Publish: 12 Agustus 2026 - 07.00 WIB - Views Count: 0 Tayangan
[unsoed.ac.id, Rab, 12/8/26] Focus Group Discussion menjelang perkuliahan tahun akademik 2026-2027 dosen agama dan kepercayaan Unsoed bersepakat untuk menyisipkan nilai kebangsaan dalam perkuliahan. Hal ini dilakukan sebagai respon atas berbagai dinamika dalam kehidupan berbangsa dan bernegara saat ini.
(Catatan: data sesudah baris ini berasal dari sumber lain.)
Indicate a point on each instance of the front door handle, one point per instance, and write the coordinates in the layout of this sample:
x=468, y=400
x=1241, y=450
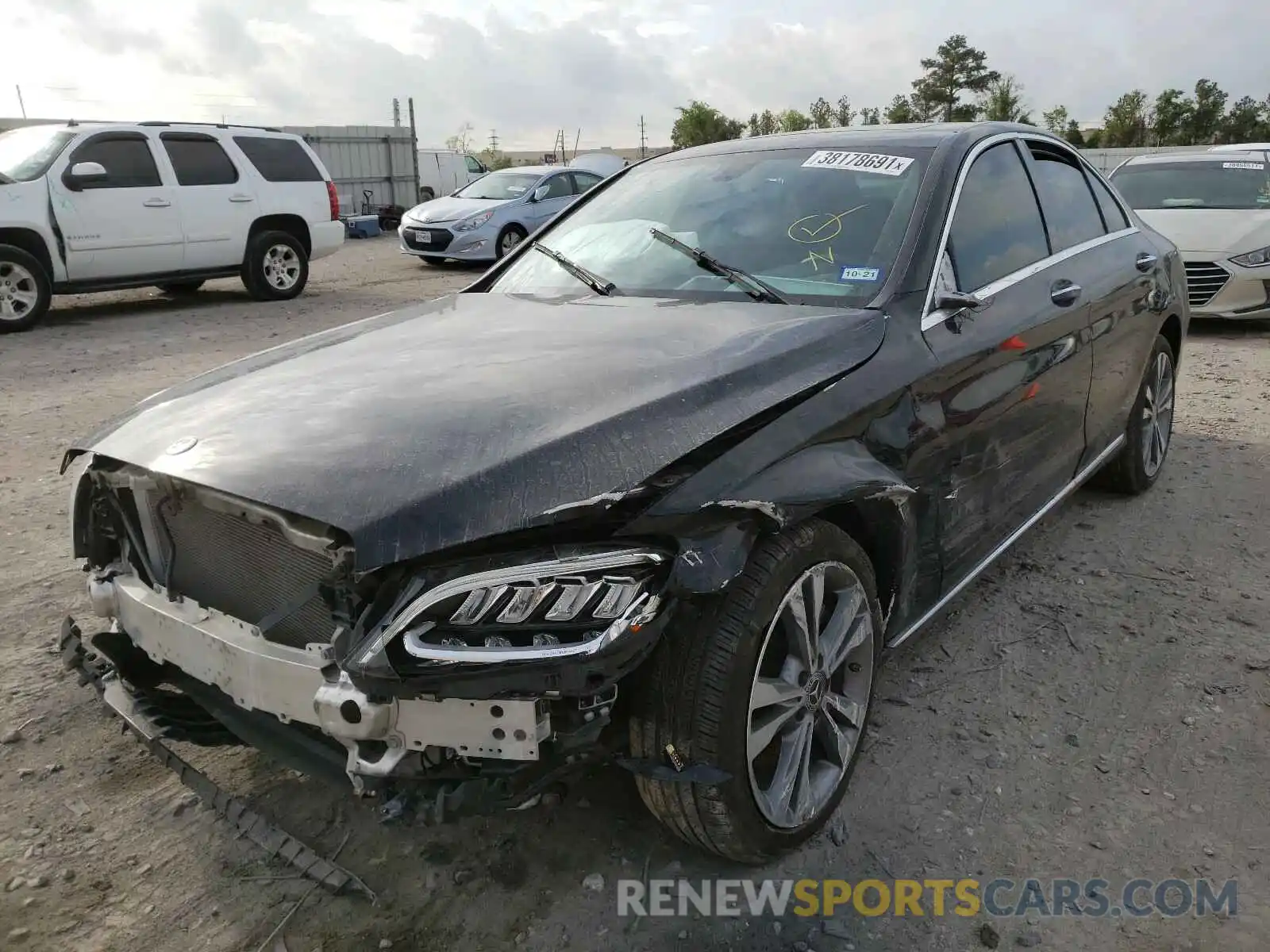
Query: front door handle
x=1064, y=294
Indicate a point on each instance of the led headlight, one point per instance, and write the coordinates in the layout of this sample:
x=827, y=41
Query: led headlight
x=575, y=605
x=474, y=221
x=1254, y=259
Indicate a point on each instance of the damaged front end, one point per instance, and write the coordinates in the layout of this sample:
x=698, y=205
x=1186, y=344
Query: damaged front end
x=468, y=685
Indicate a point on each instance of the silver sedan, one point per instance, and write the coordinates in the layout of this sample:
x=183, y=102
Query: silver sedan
x=488, y=217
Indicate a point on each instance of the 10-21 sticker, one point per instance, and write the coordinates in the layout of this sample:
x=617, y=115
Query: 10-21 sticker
x=859, y=162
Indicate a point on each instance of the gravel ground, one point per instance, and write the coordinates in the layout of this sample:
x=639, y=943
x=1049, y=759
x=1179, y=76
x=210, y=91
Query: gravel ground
x=1096, y=706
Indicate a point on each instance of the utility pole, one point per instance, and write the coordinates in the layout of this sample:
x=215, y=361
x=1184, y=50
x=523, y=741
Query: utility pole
x=414, y=148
Pemantik diskusi, Muhamad Riza Chamadi menjelaskan persoalan sosial politik yang dihadapi bangsa dewasa ini harus direspon oleh dosen agama dan kepercayaan. Mengingat, menurut Riza dosen agama dan kepercayaan sebagai benteng kekuatan moral dan akhlak mulia bagi mahasiswa.
“Moralitas bangsa ini perlu dijaga dan dikuatkan agar melahirkan karakter generasi yang taat pada agamanya dan cinta pada negerinya,” jelasnya pada Selasa, 11 Agustus 2026 di Aula LPMPP Unsoed.
Untuk itu, lanjut Riza dalam mengajar dosen mengintegrasikan muatan nilai kebangsaan pada rencana pembelajaran yang kini sedang dikembangkan melalui kurikulum berbasis outcome based education (OBE).
“Melalui kurikulum OBE pada rencana pembelajaran agama dan kepercayaan mengintegrasikan nilai keimanan dan ketakwaan, kebangsaan dan cinta tanah air yang relevan dalam kehidupan modern saat ini,” paparnya.
Dosen agama Islam, Musmuallim menyampaikan kurikulum OBE yang telah diterapkan idealnya sejalan dengan penguatan karakter religius dan semangat spiritualitas.
Menurutnya, degradasi moral dan akhlak mulia jangan dianggap sepele. Semua komponen bangsa ikut bertanggung jawab salah satunya dosen agama dan kepercayaan.
“Kurikulum OBE sebagai wasilah implementasi nilai keagamaan diharapkan menjadi instrumen pembelajaran yang relevan menanamkan nilai keimanan, ketakwaan, dan kebangsaan sekaligus,” harapnya.